PackForcing: Short Video Training Suffices for Long Video Sampling and Long Context Inference

Summary (Overview)

Novel KV-Cache Management: Introduces a Three-Partition KV Cache strategy that categorizes generation history into Sink tokens (full resolution, global anchors), Mid tokens (highly compressed, dynamically selected), and Recent tokens (full resolution, local coherence), bounding memory usage to ~4 GB for arbitrarily long videos.
Efficient Context Compression: Proposes a Dual-Branch Compression module fusing progressive 3D convolutions (HR branch) with low-resolution VAE re-encoding (LR branch), achieving a 128× spatiotemporal volume compression (~32× token reduction) for intermediate history.
Robust Long-Video Generation: Enables 24× temporal extrapolation, generating coherent 2-minute (120s) videos at 832×480 resolution and 16 FPS from training on merely 5-second clips, while achieving state-of-the-art VBench scores (e.g., Temporal Consistency: 26.07, Dynamic Degree: 56.25).
Seamless Position Correction: Introduces Incremental RoPE Adjustment to correct positional discontinuities caused by dynamic token eviction/selection, ensuring stable generation with negligible overhead (<0.1% inference time).
Dynamic Context Prioritization: Employs Dynamic Context Selection based on query-key affinity to route only the most informative compressed mid tokens into the active attention context, improving subject consistency and CLIP scores.
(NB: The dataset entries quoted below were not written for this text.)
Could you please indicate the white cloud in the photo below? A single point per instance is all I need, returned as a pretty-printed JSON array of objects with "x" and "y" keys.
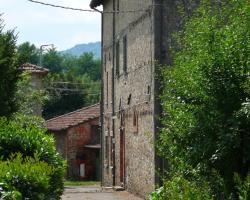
[{"x": 40, "y": 24}]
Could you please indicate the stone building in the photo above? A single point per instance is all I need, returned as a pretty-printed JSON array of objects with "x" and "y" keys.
[
  {"x": 37, "y": 74},
  {"x": 136, "y": 37},
  {"x": 77, "y": 137}
]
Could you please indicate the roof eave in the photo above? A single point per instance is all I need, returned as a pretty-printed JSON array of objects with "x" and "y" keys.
[{"x": 95, "y": 3}]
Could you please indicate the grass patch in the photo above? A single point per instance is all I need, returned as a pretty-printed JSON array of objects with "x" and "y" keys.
[{"x": 80, "y": 183}]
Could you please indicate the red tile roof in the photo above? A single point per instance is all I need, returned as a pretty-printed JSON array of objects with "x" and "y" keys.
[
  {"x": 74, "y": 118},
  {"x": 34, "y": 69}
]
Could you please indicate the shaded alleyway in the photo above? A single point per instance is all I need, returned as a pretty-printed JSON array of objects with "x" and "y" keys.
[{"x": 94, "y": 192}]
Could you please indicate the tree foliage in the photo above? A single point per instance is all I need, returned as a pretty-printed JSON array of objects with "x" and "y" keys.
[
  {"x": 25, "y": 136},
  {"x": 9, "y": 71},
  {"x": 206, "y": 96},
  {"x": 27, "y": 53},
  {"x": 73, "y": 82}
]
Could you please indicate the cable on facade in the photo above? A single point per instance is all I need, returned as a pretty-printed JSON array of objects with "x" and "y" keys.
[
  {"x": 86, "y": 10},
  {"x": 63, "y": 7}
]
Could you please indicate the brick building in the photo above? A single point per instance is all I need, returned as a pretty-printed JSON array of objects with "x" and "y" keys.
[
  {"x": 135, "y": 34},
  {"x": 77, "y": 137}
]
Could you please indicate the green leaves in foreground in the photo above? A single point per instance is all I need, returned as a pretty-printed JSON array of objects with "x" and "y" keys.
[
  {"x": 28, "y": 177},
  {"x": 206, "y": 95}
]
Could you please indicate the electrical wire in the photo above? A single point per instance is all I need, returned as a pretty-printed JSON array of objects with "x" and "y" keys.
[
  {"x": 84, "y": 10},
  {"x": 63, "y": 7}
]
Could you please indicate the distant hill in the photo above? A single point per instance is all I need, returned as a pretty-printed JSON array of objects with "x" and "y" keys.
[{"x": 77, "y": 50}]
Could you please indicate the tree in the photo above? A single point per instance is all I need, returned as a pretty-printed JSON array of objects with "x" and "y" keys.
[
  {"x": 28, "y": 53},
  {"x": 9, "y": 71},
  {"x": 53, "y": 61},
  {"x": 87, "y": 65},
  {"x": 206, "y": 126}
]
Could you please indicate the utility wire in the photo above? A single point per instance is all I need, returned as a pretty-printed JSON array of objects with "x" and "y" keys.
[
  {"x": 63, "y": 7},
  {"x": 84, "y": 10}
]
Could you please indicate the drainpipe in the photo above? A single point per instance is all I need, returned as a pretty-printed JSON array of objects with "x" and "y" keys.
[
  {"x": 113, "y": 96},
  {"x": 102, "y": 107},
  {"x": 157, "y": 30}
]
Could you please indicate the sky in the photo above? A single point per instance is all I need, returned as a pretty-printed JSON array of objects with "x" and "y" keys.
[{"x": 41, "y": 25}]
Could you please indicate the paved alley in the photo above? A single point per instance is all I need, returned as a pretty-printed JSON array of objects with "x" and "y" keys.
[{"x": 95, "y": 193}]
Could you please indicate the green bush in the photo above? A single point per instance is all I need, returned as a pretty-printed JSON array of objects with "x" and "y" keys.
[
  {"x": 27, "y": 176},
  {"x": 179, "y": 188},
  {"x": 25, "y": 137},
  {"x": 205, "y": 97}
]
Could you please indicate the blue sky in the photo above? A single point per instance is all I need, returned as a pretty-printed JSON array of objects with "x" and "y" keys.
[{"x": 40, "y": 24}]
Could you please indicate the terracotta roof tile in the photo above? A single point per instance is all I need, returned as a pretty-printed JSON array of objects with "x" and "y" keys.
[
  {"x": 34, "y": 69},
  {"x": 74, "y": 118}
]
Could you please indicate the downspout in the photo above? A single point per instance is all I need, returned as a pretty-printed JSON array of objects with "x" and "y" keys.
[
  {"x": 113, "y": 96},
  {"x": 102, "y": 106},
  {"x": 158, "y": 23}
]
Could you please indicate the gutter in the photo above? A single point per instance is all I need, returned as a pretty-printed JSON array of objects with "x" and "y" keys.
[{"x": 113, "y": 96}]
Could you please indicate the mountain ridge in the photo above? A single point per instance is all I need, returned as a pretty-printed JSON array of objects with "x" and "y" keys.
[{"x": 79, "y": 49}]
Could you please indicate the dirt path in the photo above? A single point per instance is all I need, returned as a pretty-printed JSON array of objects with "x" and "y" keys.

Introduction and Theoretical Foundation

Autoregressive video diffusion models have advanced short-clip generation but face critical bottlenecks for long-video synthesis:

Error Accumulation: Small prediction errors compound iteratively during autoregressive denoising, leading to progressive quality degradation and semantic drift.
Unbounded Memory Growth: The Key-Value (KV) cache scales linearly with video length. For a 2-minute, 832×480 video at 16 FPS, the full attention context grows to ~749K tokens, requiring ~138 GB of KV storage, exceeding single-GPU memory.

Existing methods like Self-Forcing or DeepForcing either suffer from severe error accumulation beyond their training horizon or rely on aggressive history truncation, leading to irreversible loss of critical intermediate memory. This creates a fundamental dilemma: mitigating error accumulation requires extensive context, yet hardware constraints force discarding memory.

PackForcing addresses this by building upon insights from DeepForcing (attention sinks, participative compression) but proposes to compress unselected intermediate tokens rather than irreversibly dropping them. The core theoretical foundation is a principled three-partition KV cache design that applies tailored policies based on temporal role and information density, enabling bounded memory while preserving comprehensive historical context.

Methodology

3.1 Preliminaries

The base model builds upon the Flow Matching framework. Given a clean video latent $x_0$ and standard Gaussian noise $\epsilon \sim \mathcal{N}(0, I)$ , the noisy latent at noise level $\sigma \in [0, 1]$ is:

x_\sigma = (1 - \sigma)x_0 + \sigma\epsilon.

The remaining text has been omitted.